Barışın dili-Diyarbakır ve medyanın tavrı
TIMETURK / Nevzat Çiçek

Türkiye’de büyük umutların bağlandığı bir barış sürecinden söz ediliyor. Medya mensupları olarak hemen her gün siyasilerin bu konudaki sözlerine yer veriyoruz ve bazı siyasilerinin dilinin bu sürece zarar verdiğini toplumu kamplaştırdığını, yeni bir dile ihtiyaç olduğunu ifade ediyoruz…Peki medya mensupları olarak biz bu dilin neresindeyiz, bu dili oluşturmak için mi uğraşıyoruz, yoksa hiçbir şeyin değişmediğini düşünerek bizde mi değişmiyoruz

Dünyada Türkiye’ninkine benzer süreçlerin yaşandığı bütün ülkelere baktığımızda medyanın toplumsal barışın oluşmasında çok büyük kolaylaştırıcı veya zorlaştırıcı olduğunu görüyoruz. Halkın ikna edilmesinde en büyük araçlardan olan medyanın kitle iletişim araçlarıyla birer silaha dönüşmesi de bu süreçte en çok görülen tehlikelerin başında geliyor.

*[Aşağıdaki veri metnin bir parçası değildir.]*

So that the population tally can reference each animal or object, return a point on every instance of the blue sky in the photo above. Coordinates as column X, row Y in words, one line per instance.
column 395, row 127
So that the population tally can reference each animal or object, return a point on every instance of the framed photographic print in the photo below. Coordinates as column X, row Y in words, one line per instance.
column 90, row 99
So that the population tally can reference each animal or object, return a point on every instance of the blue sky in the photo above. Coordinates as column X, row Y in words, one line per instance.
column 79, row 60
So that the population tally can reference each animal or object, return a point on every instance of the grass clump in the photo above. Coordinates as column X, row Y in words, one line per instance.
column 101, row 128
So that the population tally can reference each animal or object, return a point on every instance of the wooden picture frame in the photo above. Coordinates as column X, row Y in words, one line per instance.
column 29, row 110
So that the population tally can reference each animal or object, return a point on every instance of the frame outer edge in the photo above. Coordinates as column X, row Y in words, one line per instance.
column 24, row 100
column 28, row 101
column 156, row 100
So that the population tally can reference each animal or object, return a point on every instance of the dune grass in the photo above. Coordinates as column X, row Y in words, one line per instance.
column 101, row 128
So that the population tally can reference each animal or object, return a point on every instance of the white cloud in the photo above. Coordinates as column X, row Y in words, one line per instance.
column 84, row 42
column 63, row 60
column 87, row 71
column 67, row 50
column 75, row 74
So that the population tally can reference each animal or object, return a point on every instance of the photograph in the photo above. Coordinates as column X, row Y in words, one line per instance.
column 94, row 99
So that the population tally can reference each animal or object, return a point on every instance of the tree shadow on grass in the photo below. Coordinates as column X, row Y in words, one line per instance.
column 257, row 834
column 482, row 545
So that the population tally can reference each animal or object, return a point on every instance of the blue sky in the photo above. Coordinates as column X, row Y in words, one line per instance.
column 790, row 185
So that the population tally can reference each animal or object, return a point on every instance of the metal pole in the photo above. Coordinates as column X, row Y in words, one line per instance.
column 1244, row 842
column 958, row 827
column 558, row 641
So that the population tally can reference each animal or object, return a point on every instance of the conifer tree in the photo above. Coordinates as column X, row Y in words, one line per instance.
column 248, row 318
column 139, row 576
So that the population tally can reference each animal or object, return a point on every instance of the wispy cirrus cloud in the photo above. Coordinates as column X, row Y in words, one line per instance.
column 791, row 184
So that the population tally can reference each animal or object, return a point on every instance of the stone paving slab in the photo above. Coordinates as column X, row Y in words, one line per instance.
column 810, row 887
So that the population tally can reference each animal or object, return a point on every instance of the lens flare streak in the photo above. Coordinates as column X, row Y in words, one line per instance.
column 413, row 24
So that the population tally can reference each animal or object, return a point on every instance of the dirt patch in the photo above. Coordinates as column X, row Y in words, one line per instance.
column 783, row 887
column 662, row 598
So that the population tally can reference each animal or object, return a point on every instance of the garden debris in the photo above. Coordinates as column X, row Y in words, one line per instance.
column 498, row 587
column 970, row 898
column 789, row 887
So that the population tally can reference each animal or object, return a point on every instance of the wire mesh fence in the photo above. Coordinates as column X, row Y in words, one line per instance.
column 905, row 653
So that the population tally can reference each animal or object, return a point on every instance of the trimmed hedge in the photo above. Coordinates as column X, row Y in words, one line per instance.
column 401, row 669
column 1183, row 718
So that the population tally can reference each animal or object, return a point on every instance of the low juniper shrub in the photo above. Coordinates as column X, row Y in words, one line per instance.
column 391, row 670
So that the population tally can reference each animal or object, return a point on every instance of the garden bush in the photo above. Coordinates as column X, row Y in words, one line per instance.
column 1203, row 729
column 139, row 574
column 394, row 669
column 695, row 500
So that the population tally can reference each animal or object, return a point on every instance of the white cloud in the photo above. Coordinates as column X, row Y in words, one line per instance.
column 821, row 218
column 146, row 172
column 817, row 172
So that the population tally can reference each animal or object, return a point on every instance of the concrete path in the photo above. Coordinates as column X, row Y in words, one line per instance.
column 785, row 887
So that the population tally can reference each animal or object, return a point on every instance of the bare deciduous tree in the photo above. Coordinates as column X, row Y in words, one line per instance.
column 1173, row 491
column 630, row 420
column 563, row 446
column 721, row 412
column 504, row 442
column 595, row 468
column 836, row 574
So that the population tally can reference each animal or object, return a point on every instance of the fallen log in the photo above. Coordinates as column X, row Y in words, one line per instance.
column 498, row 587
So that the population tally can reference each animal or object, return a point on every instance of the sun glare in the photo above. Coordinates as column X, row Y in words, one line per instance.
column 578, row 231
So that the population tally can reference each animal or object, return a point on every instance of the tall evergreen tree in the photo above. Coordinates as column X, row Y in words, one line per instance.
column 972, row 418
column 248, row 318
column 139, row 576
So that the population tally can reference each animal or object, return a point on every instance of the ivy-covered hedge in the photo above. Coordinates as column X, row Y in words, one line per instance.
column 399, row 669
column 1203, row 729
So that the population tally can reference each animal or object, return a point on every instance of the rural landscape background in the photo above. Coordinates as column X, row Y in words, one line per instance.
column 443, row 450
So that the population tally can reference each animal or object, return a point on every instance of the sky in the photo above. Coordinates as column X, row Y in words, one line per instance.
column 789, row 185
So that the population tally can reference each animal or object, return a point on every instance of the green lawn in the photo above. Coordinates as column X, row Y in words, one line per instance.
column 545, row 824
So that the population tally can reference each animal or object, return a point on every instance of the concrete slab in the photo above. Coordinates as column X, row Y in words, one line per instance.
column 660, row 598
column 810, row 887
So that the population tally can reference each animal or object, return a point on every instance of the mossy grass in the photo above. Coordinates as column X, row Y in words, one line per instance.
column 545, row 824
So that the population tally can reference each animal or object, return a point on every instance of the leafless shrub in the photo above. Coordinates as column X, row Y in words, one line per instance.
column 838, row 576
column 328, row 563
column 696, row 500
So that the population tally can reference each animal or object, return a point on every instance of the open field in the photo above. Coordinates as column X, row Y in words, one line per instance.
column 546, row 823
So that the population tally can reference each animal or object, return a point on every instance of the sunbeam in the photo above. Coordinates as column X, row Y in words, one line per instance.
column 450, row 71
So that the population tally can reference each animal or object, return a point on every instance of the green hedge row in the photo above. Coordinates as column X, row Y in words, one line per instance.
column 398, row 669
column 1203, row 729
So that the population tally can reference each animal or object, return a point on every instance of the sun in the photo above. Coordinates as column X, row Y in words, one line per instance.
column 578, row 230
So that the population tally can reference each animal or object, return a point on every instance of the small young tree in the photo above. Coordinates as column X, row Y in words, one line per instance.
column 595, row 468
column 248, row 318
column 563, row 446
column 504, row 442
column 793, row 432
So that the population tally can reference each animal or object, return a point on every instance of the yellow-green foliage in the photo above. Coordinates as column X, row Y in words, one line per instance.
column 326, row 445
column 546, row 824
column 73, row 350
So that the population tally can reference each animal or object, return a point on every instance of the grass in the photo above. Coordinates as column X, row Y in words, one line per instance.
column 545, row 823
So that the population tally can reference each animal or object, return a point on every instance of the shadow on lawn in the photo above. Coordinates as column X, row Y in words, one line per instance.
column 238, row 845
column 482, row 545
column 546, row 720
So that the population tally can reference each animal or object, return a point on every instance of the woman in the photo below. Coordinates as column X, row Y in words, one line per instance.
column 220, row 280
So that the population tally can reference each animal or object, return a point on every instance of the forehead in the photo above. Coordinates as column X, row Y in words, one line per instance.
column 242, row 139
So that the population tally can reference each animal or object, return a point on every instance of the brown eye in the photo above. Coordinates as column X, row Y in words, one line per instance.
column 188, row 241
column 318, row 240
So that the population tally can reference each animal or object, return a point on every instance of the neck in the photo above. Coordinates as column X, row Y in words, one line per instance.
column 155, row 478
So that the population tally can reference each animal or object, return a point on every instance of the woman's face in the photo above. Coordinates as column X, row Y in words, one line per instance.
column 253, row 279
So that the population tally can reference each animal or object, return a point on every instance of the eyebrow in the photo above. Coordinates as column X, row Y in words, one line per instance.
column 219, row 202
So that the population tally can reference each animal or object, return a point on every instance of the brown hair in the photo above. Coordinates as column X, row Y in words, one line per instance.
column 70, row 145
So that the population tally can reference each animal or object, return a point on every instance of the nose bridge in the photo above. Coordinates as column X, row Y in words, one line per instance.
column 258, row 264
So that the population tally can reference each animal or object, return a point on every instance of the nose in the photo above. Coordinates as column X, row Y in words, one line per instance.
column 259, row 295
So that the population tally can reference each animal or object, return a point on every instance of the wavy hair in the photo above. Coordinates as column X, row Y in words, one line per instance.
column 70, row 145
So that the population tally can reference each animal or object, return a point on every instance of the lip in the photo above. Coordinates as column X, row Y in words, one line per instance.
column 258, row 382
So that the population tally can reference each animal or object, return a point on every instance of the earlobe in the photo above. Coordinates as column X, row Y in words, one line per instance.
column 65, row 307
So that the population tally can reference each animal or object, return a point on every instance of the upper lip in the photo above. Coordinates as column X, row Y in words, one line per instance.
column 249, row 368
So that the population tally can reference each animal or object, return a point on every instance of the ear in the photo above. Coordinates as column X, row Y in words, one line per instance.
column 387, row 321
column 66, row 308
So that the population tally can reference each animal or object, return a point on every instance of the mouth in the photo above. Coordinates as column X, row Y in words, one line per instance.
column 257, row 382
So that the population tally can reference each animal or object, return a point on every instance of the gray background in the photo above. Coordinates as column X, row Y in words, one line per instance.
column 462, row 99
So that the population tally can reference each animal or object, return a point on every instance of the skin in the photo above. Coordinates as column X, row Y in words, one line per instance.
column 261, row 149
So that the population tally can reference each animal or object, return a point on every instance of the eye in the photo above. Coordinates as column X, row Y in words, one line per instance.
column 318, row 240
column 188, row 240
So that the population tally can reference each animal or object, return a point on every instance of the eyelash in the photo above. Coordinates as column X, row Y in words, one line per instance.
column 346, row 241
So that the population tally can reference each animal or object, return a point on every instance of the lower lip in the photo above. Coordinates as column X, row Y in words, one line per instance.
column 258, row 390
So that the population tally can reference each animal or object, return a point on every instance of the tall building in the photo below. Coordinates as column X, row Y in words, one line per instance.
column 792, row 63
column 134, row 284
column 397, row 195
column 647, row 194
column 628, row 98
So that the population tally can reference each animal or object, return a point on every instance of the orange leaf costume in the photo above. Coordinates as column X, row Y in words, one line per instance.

Türkiye’de ne yazık ki toplumsal olaylarda ve sağlıklı haber vermede medyanın sağlıklı ve tutarlı haber verdiğini görmemiz söz konusu olmuyor. Belli etik ilkeler açıklayan medya gruplarının patronlarını bile ne yazık ki medya organları bile dinlemiyor. Medya yöneticilerinin büyük bir kısmı bu süreçte sanki lütfeder gibi biz karşı haberler yapsak bu süreç ilerlemez diyerek ellerindeki gücü babalarının malı zannederek, toplumu yönlendirmekten geri durmuyorlar.

Cumhuriyet’in kuruluşundan bugüne basınımızı incelediğimizde ne yazık ki haberlerin veriliş tarzının halkın istek ve gerçeklerinden kopuk olduğunu görürüz. İzmir Suikastından, Şeyh Said’e, İskilipli Atıf’tan Nazım Hikmet haberlerine, Yassıada duruşmalarından Sivas Kampı’na, Diyarbakır ve Mamak Cezaevleri’nden, Kenan Evren’in mesajlarına, olağanüstü hal uygulamasındaki adaletsizliklerden, faili meçhullere, 28 şubat sürecinden Ergenekon haberciliğine kadar bir çok yerde sapla samanın özellikle karıştırıldığını görüyoruz. Medyanın bu tarzı ne yazık ki haber alma hakkımızdan ziyade, haberle yönlendirme hakkı olarak algılandı ve toplum bu şekilde yönlendirildi.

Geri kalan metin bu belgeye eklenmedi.